Illustration of a red haired manIllustration of a red haired man

Matt Bidewell

Cognitive and Cyclical Complexity

Combating Complexity within Software Engineering teams

I’ve had some time to reflect on the past two years of projects in my current role. Inheriting a large and complex codebase and then being given the space and time to rewrite and simplify it made me think deeply about the complexities surrounding the legacy code. I considered why it was written the way it was, what thought processes were involved in designing and producing the features, and how it was maintained.

Most of us have experienced something similar, and we have many solutions for this. We write RFCs (Request For Comments) for massive changes and ADRs (Architectural Decision Records) to justify architectural choices. These are high-level ways we collectively work together to simplify solutions. However, sometimes individual engineers add complexity at the code level.

This is probably not going to be a shock to you, but software engineers have an ego problem. We love to create complex solutions to problems. It makes us feel validated and vindicated. It's a plague within our industry, one that ruins the survivability and extendability of the products we create.

The problem is bigger than just our egos, though. Long-standing team members generate a perfect storm for creating unnecessary complexity. We get into an environment that's comfortable and one where we’re knowledgeable about the problem space we own. As a result, unneeded complexity rises in the code we write. Why don’t we see it? We do, but we allow it because we own it.

But then you leave, your colleagues leave, and a new team arrives. They need to decode what and why you did what you did, and you’ve left behind the ADRs and the RFCs. You’ve got comments in the code; that’s enough, right? No. What about the code itself? How complex did you leave that?

Introducing Cyclomatic Complexity. Thomas J. McCabe, Sr. in 1976 devised a metric to measure complexity and invented Cyclomatic Complexity, quantifying a program’s complexity by counting the possible paths the code can take. A function that has more paths is considered more complex.

function fakeComplexCode(x) {
    if (true) {
        return x; // 1st path
    } else if (false) {
        return x + 1; // 2nd path
    } else {
        return 4; // 3rd path
    }
}

“So we just count the paths as we review? Surely not”

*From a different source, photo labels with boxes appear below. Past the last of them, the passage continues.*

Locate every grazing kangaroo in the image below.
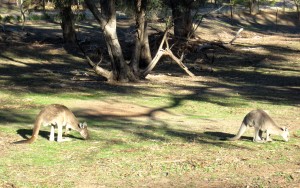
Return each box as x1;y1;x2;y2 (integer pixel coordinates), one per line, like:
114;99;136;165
227;110;289;142
15;104;89;144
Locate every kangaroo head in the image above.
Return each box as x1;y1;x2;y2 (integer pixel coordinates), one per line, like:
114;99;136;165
281;127;290;142
78;122;89;139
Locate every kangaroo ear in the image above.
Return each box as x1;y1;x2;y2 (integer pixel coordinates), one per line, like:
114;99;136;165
78;122;87;129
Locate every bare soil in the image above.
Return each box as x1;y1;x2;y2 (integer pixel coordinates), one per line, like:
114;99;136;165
0;9;300;187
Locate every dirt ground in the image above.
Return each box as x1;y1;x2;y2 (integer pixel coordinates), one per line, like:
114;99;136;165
0;9;300;187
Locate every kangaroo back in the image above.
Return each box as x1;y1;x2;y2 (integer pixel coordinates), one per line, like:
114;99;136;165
14;104;89;144
227;122;247;141
14;110;44;144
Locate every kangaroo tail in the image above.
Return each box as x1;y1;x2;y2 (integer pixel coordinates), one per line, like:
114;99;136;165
227;122;247;141
13;113;42;144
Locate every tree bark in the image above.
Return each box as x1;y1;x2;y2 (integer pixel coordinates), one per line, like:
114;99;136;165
170;0;193;39
131;0;152;77
249;0;259;14
60;4;76;43
85;0;136;82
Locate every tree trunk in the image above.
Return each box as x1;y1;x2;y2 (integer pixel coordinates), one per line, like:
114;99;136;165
131;0;152;77
171;0;193;39
85;0;136;82
60;5;76;43
249;0;259;14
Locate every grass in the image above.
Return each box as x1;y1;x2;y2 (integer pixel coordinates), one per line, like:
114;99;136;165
0;10;300;187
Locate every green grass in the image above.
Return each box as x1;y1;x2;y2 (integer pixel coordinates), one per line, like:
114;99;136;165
0;13;300;187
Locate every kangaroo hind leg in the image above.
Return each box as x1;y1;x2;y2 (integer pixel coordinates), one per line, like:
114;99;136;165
253;128;264;142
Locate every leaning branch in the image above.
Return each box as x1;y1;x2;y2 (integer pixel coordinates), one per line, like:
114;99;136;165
75;35;112;80
142;29;195;77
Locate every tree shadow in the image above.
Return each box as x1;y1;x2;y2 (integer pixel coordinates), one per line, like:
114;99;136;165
204;131;253;141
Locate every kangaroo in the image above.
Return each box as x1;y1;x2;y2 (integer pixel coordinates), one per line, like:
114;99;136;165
227;110;289;142
15;104;89;144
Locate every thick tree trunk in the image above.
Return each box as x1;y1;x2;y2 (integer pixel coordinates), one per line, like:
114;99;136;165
60;5;76;43
249;0;259;14
85;0;136;82
171;0;193;39
131;0;152;77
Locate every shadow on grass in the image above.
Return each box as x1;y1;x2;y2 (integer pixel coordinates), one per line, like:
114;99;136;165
204;131;253;142
17;129;84;140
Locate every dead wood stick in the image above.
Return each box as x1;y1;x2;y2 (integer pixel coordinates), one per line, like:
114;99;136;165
229;28;244;45
166;49;195;77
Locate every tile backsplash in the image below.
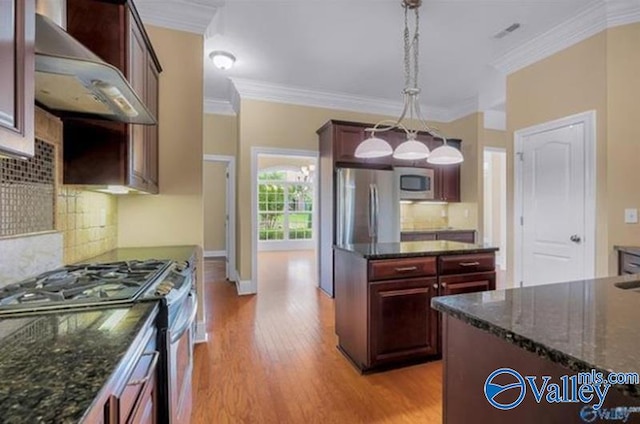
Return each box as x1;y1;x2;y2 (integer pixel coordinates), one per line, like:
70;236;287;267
400;202;478;231
0;108;118;285
56;186;118;264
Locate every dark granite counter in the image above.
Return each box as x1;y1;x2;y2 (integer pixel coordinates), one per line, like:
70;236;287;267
432;275;640;397
82;246;198;263
334;240;498;259
0;303;156;424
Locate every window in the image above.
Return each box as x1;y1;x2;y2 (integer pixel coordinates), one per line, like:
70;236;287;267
258;167;313;241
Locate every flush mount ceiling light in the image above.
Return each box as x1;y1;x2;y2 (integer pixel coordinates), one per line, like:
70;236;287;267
209;50;236;71
355;0;464;165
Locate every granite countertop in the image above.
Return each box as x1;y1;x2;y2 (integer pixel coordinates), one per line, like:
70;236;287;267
82;246;198;263
334;240;498;259
0;303;156;424
431;275;640;397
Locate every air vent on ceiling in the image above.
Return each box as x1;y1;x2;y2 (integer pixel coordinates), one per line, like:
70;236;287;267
493;22;520;39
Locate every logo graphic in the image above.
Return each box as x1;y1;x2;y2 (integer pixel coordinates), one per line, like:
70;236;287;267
580;405;598;423
484;368;527;411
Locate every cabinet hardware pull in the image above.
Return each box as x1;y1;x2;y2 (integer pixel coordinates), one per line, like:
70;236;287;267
396;266;418;272
127;351;160;386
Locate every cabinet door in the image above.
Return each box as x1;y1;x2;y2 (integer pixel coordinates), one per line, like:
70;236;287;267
144;59;160;193
436;165;460;202
369;278;438;366
334;125;392;168
128;16;147;190
0;0;35;157
440;272;496;296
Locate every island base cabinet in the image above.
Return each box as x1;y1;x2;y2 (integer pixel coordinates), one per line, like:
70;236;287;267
369;278;438;366
440;272;496;296
442;315;640;424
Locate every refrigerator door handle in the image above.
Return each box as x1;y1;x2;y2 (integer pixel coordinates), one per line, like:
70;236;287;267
370;184;380;243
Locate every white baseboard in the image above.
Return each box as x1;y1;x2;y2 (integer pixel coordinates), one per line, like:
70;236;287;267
235;271;258;296
194;321;209;344
204;250;227;258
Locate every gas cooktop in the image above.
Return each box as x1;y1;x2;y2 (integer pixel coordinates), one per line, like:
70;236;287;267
0;260;172;314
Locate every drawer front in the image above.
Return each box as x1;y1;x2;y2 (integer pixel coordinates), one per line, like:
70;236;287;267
440;253;496;275
620;252;640;274
439;272;496;296
438;231;476;243
369;257;436;281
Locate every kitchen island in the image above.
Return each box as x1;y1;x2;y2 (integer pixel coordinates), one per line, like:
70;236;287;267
0;302;157;424
334;241;497;371
432;275;640;424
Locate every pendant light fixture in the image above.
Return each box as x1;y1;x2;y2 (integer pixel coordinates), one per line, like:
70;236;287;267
355;0;464;165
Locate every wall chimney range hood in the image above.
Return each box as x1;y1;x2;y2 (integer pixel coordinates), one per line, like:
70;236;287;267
35;0;156;125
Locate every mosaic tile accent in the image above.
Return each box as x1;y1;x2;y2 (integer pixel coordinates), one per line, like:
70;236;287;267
0;140;56;237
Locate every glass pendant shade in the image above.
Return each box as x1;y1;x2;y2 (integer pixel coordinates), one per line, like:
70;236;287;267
427;144;464;165
393;140;429;160
355;137;393;159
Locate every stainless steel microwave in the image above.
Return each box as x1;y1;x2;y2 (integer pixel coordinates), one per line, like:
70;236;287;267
394;168;435;200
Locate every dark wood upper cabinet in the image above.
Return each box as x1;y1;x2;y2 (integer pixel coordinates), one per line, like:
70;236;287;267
64;0;162;193
0;0;35;157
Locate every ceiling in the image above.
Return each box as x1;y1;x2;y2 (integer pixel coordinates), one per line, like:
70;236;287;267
137;0;592;117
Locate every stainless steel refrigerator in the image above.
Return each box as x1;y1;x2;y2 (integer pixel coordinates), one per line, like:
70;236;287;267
318;167;400;296
335;168;400;244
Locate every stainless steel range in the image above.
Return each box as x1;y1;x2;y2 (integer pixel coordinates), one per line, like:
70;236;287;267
0;259;197;423
0;260;176;315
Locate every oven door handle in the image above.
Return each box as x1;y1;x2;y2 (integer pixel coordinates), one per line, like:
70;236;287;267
171;294;198;344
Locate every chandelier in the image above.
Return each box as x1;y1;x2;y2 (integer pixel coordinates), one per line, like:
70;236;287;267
355;0;464;165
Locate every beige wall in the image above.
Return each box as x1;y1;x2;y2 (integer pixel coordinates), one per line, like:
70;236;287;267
204;162;227;252
118;26;204;321
237;100;480;280
203;113;238;255
507;32;608;281
203;113;238;156
598;23;640;274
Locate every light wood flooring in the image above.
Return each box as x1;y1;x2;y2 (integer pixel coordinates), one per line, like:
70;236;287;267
192;251;442;424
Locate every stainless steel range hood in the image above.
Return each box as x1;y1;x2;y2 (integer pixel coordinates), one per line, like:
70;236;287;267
35;0;156;125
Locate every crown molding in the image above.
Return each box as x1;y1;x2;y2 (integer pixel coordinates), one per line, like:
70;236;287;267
136;0;220;35
231;78;456;122
607;0;640;28
490;0;640;74
204;98;237;116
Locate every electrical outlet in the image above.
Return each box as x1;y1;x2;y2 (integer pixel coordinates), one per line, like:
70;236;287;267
624;208;638;224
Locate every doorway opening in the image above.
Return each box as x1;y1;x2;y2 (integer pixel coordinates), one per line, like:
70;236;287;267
252;148;318;291
514;111;596;286
483;147;507;272
203;155;237;281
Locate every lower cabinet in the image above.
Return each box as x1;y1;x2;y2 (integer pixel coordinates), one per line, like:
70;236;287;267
439;272;496;296
369;278;438;366
334;249;496;371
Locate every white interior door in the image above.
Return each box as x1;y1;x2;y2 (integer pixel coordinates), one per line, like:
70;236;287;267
520;123;590;286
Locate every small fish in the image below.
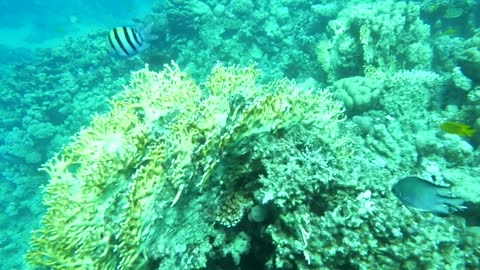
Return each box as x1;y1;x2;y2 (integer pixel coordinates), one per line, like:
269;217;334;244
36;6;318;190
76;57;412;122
392;176;465;215
443;28;458;36
440;122;475;137
108;24;157;58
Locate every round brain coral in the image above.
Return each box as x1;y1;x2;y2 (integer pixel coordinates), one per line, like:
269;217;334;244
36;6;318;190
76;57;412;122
329;76;383;116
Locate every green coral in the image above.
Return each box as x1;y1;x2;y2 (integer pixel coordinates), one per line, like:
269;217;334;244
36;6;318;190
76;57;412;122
26;64;343;269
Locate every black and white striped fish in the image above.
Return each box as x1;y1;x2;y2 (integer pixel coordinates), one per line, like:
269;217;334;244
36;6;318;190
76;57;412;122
108;24;157;58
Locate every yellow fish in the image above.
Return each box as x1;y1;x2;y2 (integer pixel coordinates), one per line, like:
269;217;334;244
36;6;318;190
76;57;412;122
440;122;475;137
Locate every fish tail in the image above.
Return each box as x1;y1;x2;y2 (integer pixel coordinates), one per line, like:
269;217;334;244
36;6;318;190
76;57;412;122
141;22;158;41
465;128;476;137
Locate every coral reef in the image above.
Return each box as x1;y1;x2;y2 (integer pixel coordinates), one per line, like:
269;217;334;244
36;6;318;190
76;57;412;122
26;64;342;269
328;76;383;115
316;1;433;81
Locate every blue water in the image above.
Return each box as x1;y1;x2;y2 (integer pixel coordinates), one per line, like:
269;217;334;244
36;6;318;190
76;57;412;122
0;0;480;270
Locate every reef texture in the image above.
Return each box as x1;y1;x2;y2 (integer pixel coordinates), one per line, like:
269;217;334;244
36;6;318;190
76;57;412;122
26;62;342;269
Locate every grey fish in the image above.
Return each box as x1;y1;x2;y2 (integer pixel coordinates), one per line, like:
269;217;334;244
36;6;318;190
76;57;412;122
392;176;465;215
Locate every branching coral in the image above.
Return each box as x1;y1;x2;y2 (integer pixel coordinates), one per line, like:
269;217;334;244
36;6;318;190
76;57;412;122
26;64;343;269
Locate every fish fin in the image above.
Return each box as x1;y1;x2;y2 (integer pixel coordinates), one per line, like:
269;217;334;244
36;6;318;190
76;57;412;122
440;196;467;211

No, there are static analysis tools that can calculate the complexity. ESLint, for example, has a complexity rule in its toolbox.

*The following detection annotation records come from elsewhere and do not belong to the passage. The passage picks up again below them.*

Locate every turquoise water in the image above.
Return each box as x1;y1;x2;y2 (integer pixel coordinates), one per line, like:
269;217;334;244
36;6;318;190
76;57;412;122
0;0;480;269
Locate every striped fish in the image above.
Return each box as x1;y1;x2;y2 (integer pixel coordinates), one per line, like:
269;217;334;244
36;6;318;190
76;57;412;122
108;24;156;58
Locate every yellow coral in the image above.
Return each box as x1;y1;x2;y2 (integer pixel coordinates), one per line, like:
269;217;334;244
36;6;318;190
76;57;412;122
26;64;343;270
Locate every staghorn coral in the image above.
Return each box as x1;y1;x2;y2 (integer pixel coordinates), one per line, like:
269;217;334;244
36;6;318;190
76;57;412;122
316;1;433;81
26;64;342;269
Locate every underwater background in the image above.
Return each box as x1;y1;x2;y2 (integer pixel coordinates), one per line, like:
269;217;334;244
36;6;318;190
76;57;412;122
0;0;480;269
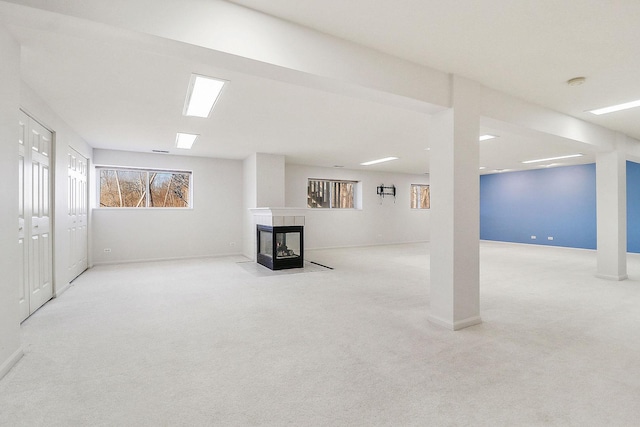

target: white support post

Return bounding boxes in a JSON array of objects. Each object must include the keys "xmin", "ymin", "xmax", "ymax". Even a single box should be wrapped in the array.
[
  {"xmin": 429, "ymin": 76, "xmax": 482, "ymax": 330},
  {"xmin": 596, "ymin": 134, "xmax": 628, "ymax": 280}
]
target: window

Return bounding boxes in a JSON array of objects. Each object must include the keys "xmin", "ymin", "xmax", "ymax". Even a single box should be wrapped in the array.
[
  {"xmin": 411, "ymin": 184, "xmax": 431, "ymax": 209},
  {"xmin": 307, "ymin": 179, "xmax": 357, "ymax": 209},
  {"xmin": 97, "ymin": 168, "xmax": 191, "ymax": 208}
]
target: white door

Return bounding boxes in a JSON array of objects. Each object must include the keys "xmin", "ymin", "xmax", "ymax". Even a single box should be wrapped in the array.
[
  {"xmin": 18, "ymin": 111, "xmax": 53, "ymax": 320},
  {"xmin": 67, "ymin": 148, "xmax": 89, "ymax": 281}
]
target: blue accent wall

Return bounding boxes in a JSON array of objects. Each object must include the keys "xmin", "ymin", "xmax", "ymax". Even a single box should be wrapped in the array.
[
  {"xmin": 480, "ymin": 164, "xmax": 596, "ymax": 250},
  {"xmin": 627, "ymin": 161, "xmax": 640, "ymax": 253}
]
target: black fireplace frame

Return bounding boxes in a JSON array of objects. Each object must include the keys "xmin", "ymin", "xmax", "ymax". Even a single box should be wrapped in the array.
[{"xmin": 256, "ymin": 224, "xmax": 304, "ymax": 270}]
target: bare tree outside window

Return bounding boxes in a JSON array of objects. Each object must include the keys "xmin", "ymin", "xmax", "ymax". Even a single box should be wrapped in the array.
[
  {"xmin": 98, "ymin": 168, "xmax": 191, "ymax": 208},
  {"xmin": 307, "ymin": 179, "xmax": 357, "ymax": 209},
  {"xmin": 411, "ymin": 184, "xmax": 431, "ymax": 209}
]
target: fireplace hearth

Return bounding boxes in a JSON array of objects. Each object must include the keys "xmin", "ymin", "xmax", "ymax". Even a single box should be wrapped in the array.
[{"xmin": 256, "ymin": 224, "xmax": 304, "ymax": 270}]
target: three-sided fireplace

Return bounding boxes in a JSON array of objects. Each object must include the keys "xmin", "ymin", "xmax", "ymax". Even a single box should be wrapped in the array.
[{"xmin": 256, "ymin": 224, "xmax": 304, "ymax": 270}]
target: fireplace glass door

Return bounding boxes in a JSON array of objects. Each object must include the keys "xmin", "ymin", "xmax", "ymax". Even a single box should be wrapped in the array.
[{"xmin": 257, "ymin": 225, "xmax": 304, "ymax": 270}]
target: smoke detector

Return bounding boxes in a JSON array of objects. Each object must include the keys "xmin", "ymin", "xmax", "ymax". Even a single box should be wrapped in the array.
[{"xmin": 567, "ymin": 77, "xmax": 587, "ymax": 86}]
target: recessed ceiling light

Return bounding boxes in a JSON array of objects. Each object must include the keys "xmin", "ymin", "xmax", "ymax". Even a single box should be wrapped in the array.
[
  {"xmin": 182, "ymin": 74, "xmax": 225, "ymax": 117},
  {"xmin": 522, "ymin": 154, "xmax": 583, "ymax": 164},
  {"xmin": 176, "ymin": 132, "xmax": 198, "ymax": 150},
  {"xmin": 588, "ymin": 99, "xmax": 640, "ymax": 116},
  {"xmin": 360, "ymin": 157, "xmax": 398, "ymax": 166}
]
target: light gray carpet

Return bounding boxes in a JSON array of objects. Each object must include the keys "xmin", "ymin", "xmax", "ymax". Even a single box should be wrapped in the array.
[{"xmin": 0, "ymin": 243, "xmax": 640, "ymax": 426}]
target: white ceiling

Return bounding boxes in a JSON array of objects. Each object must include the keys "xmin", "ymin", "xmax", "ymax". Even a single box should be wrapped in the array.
[{"xmin": 5, "ymin": 0, "xmax": 640, "ymax": 173}]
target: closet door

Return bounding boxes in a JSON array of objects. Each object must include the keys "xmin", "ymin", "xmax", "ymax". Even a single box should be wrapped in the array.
[
  {"xmin": 67, "ymin": 148, "xmax": 89, "ymax": 281},
  {"xmin": 18, "ymin": 112, "xmax": 53, "ymax": 319}
]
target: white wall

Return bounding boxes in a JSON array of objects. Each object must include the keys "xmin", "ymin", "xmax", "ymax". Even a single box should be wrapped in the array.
[
  {"xmin": 91, "ymin": 149, "xmax": 243, "ymax": 264},
  {"xmin": 20, "ymin": 82, "xmax": 93, "ymax": 296},
  {"xmin": 0, "ymin": 25, "xmax": 22, "ymax": 378},
  {"xmin": 285, "ymin": 165, "xmax": 430, "ymax": 249}
]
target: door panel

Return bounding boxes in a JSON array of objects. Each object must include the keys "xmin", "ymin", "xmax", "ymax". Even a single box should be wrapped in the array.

Apply the following rule setup in ESLint on the previous function, and we end up with a complexity rating of 3, which will result in an ESLint error in our code. We can catch this in our IDE, explicitly in our CI/CD pipeline, and then you’re either justifying why you disabled it in your code review or proactively seeking ways to make your code simpler.

{
   "complexity": ["error", { "max": 2 }]
}

SonarSource then concluded that Cyclomatic Complexity could be improved. They created Cognitive Complexity, extending Thomas J. McCabe, Sr.'s initial idea, stating that:

“…[Cyclomatic Complexity] is not a satisfactory measure of understandability. This is because methods with equal Cyclomatic Complexity do not necessarily present equal difficulty to the maintainer, leading to a sense that the measurement ‘cries wolf’ by over-valuing some structures while under-valuing others.

Source: SonarSource whitepaper on cognitive complexity

Instead, this new algorithm takes a different approach, declaring that the cognitive load for things like switch implementations is a fixed rate of 1 instead of each individual case being +1.

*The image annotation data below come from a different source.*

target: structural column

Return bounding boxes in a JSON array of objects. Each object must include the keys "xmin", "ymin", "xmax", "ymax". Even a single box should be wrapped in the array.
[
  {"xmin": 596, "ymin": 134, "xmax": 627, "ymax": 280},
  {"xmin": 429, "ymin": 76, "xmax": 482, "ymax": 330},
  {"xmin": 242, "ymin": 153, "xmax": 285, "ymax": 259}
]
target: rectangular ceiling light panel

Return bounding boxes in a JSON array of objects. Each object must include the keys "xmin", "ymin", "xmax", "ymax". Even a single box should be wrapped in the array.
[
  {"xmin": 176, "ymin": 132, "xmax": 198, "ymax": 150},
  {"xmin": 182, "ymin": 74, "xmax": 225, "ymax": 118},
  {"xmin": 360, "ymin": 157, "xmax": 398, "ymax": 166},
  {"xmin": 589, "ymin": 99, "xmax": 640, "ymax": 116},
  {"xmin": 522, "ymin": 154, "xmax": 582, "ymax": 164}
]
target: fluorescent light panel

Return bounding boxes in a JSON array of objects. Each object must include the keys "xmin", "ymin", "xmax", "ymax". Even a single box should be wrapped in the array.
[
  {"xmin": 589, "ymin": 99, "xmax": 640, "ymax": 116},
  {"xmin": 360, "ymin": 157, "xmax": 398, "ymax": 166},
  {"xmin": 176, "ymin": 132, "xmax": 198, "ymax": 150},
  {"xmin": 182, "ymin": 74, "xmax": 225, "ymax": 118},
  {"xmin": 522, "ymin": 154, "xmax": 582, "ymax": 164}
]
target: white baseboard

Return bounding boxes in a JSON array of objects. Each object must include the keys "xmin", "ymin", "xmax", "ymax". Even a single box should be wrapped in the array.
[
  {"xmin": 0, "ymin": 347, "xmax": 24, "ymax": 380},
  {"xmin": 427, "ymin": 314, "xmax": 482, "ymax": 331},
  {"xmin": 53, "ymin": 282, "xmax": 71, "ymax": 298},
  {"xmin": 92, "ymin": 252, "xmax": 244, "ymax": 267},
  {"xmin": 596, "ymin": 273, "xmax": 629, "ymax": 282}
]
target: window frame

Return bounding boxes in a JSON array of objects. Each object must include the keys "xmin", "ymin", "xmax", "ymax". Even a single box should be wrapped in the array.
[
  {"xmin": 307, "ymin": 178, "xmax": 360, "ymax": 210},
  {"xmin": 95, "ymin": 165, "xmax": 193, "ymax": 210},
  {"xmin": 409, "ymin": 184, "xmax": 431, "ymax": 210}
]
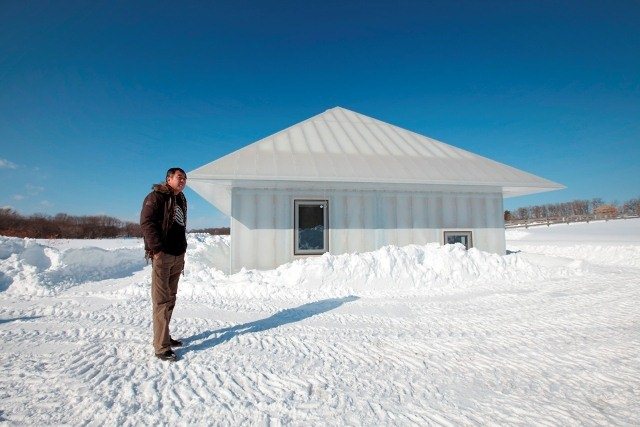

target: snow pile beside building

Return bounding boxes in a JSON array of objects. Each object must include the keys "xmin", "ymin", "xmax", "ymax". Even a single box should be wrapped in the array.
[{"xmin": 0, "ymin": 236, "xmax": 145, "ymax": 296}]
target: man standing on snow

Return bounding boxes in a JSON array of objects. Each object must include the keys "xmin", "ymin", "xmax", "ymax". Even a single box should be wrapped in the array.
[{"xmin": 140, "ymin": 168, "xmax": 187, "ymax": 361}]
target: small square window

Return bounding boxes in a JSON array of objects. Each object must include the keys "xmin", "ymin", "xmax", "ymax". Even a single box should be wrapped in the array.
[
  {"xmin": 294, "ymin": 200, "xmax": 329, "ymax": 255},
  {"xmin": 444, "ymin": 231, "xmax": 473, "ymax": 249}
]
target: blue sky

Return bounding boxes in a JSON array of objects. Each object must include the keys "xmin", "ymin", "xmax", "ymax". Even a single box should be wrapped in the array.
[{"xmin": 0, "ymin": 0, "xmax": 640, "ymax": 228}]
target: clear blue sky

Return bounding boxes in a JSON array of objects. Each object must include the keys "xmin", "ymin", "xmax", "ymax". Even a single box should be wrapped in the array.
[{"xmin": 0, "ymin": 0, "xmax": 640, "ymax": 228}]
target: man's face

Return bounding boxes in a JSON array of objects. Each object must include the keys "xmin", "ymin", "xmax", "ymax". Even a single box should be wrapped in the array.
[{"xmin": 167, "ymin": 171, "xmax": 187, "ymax": 194}]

Nested code also gains a +1 for each level of nesting.

function scary(arr) {
    if (condition1) {                    // +1 = total 1
        for (const a of arr) {           // +2 (+1 for nesting) = total 3
            while (something) {           // +3 (+2 for nesting twice) = total 6
                // ...
            }
        }
    }
} // complexity 6

Does ESLint come with this as a rule? No, it doesn't, but SonarSource has published their own ESLint plugin, which includes these rules.

You can also find linters for the following languages:

Note: I can only vouch for the SonarSource and GoCognit implementations.

In conclusion, make a conscious effort to reduce the cognitive load for future engineers. Do it today in your codebase so decision-making tomorrow can be easier. Also, remember that nesting code can make your code complex very quickly, so try to avoid it!